Sure we have and i've already filed a task to review all of them later
https://jira.sw.ru/browse/PSBM-127322

Thank you for review!

>
> On 3/18/21 8:04 PM, Konstantin Khorenko wrote:
>> This patch is a part of vz7 commit 4e8e69eb16b1 ("fs/ve: add new
>> FS_VE_MOUNT flag to allow mount in container init userns")
>>
>> Some filesystems are allowed to be mounted only in init userns in
>> mainstream/rh kernel.

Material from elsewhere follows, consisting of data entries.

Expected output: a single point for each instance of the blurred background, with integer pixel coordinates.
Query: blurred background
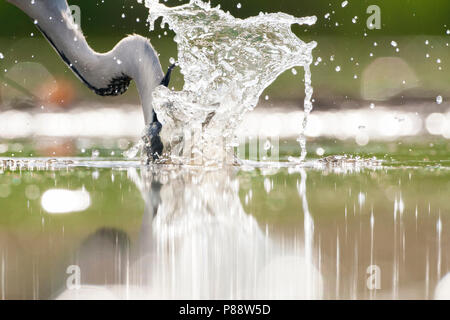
(397, 75)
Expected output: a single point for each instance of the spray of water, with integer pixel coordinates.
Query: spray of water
(226, 63)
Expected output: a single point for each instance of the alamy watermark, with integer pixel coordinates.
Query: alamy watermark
(374, 280)
(73, 282)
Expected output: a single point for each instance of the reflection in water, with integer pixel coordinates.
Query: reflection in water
(317, 232)
(197, 242)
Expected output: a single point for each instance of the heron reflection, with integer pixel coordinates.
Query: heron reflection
(197, 242)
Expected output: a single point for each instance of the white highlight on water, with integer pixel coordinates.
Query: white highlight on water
(226, 63)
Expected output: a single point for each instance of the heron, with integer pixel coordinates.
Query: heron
(106, 74)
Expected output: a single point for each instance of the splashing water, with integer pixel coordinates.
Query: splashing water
(226, 63)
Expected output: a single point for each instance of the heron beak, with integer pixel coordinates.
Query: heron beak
(165, 81)
(154, 146)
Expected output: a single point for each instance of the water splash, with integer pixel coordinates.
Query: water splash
(226, 63)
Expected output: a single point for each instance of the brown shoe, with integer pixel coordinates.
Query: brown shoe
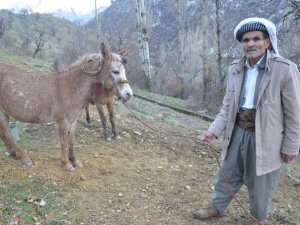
(206, 213)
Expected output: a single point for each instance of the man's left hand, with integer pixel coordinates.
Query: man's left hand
(287, 158)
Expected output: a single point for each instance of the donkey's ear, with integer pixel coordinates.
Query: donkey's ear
(123, 51)
(104, 52)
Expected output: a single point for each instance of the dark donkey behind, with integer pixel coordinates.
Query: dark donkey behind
(61, 98)
(105, 98)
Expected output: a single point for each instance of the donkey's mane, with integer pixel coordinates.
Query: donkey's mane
(84, 59)
(94, 57)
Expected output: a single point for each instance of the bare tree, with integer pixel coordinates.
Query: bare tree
(293, 9)
(218, 36)
(143, 41)
(2, 27)
(39, 42)
(204, 53)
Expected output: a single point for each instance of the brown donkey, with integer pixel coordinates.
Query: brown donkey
(60, 98)
(103, 97)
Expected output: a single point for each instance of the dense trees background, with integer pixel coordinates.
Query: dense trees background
(180, 48)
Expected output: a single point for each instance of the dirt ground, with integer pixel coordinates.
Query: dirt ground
(146, 178)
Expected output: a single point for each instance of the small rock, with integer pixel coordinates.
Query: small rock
(137, 133)
(42, 203)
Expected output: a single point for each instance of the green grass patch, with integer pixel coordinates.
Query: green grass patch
(20, 200)
(34, 64)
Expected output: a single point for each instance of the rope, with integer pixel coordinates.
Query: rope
(211, 148)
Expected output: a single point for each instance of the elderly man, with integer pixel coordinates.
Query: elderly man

And some of those we still would like to mount in
>> Containers (like NFS, overlayfs) - thus in not-init userns.
>>
>> We do check if particular filesystem is virtualized enough (or
>> implement missing virtualization), but still we would like to mimic
>> mainstream behavior and allow to mount those filesystems only in root
>> userns for Containers (not in every nested userns).
>>
>> Thus introduce a new fs_flag to allow mounting the FS in root userns of
>> a Container.
>>
>> https://jira.sw.ru/browse/PSBM-121284
>>
>> Fixes: f6264f72dc29 ("ve/fs: check mount SYS_ADMIN permission in current
>> VE")
>>
>> Signed-off-by: Konstantin Khorenko <khorenko@virtuozzo.com>
>> Signed-off-by: Pavel Tikhomirov <ptikhomirov@virtuozzo.com>
>> ---
>>   fs/super.c         | 5 ++++-
>>   include/linux/fs.h | 1 +
>>   2 files changed, 5 insertions(+), 1 deletion(-)
>>
>> diff --git a/fs/super.c b/fs/super.c
>> index 24ac1e93f8a4..a7de90fc2d74 100644
>> --- a/fs/super.c
>> +++ b/fs/super.c
>> @@ -523,7 +523,10 @@ struct super_block *sget_userns(struct file_system_type *type,
>>
>>   	if (!(flags & (SB_KERNMOUNT|SB_SUBMOUNT)) &&
>>   	    !(type->fs_flags & FS_USERNS_MOUNT) &&
>> -	    !ve_capable(CAP_SYS_ADMIN))
>> +	    !capable(CAP_SYS_ADMIN) &&
>> +	    /* FS_VE_MOUNT allows mount in container init userns */
>> +	    !((type->fs_flags & FS_VE_MOUNT) &&
>> +	       ve_capable(CAP_SYS_ADMIN)))
>>   		return ERR_PTR(-EPERM);
>>   retry:
>>   	spin_lock(&sb_lock);
>> diff --git a/include/linux/fs.h b/include/linux/fs.h
>> index 7427c0579771..544d7fa3ca58 100644
>> --- a/include/linux/fs.h
>> +++ b/include/linux/fs.h
>> @@ -2221,6 +2221,7 @@ struct file_system_type {
>>   #define FS_USERNS_MOUNT		8	/* Can be mounted by userns root */
>>
>>   #define FS_VIRTUALIZED		64	/* Can mount this fstype inside ve */
>> +#define FS_VE_MOUNT		128	/* Can be mounted in VE init userns */
>>   #define FS_RENAME_DOES_D_MOVE	32768	/* FS will handle d_move() during rename() internally. */
>>   	struct dentry *(*mount) (struct file_system_type *, int,
>>   		       const char *, void *);
>>
>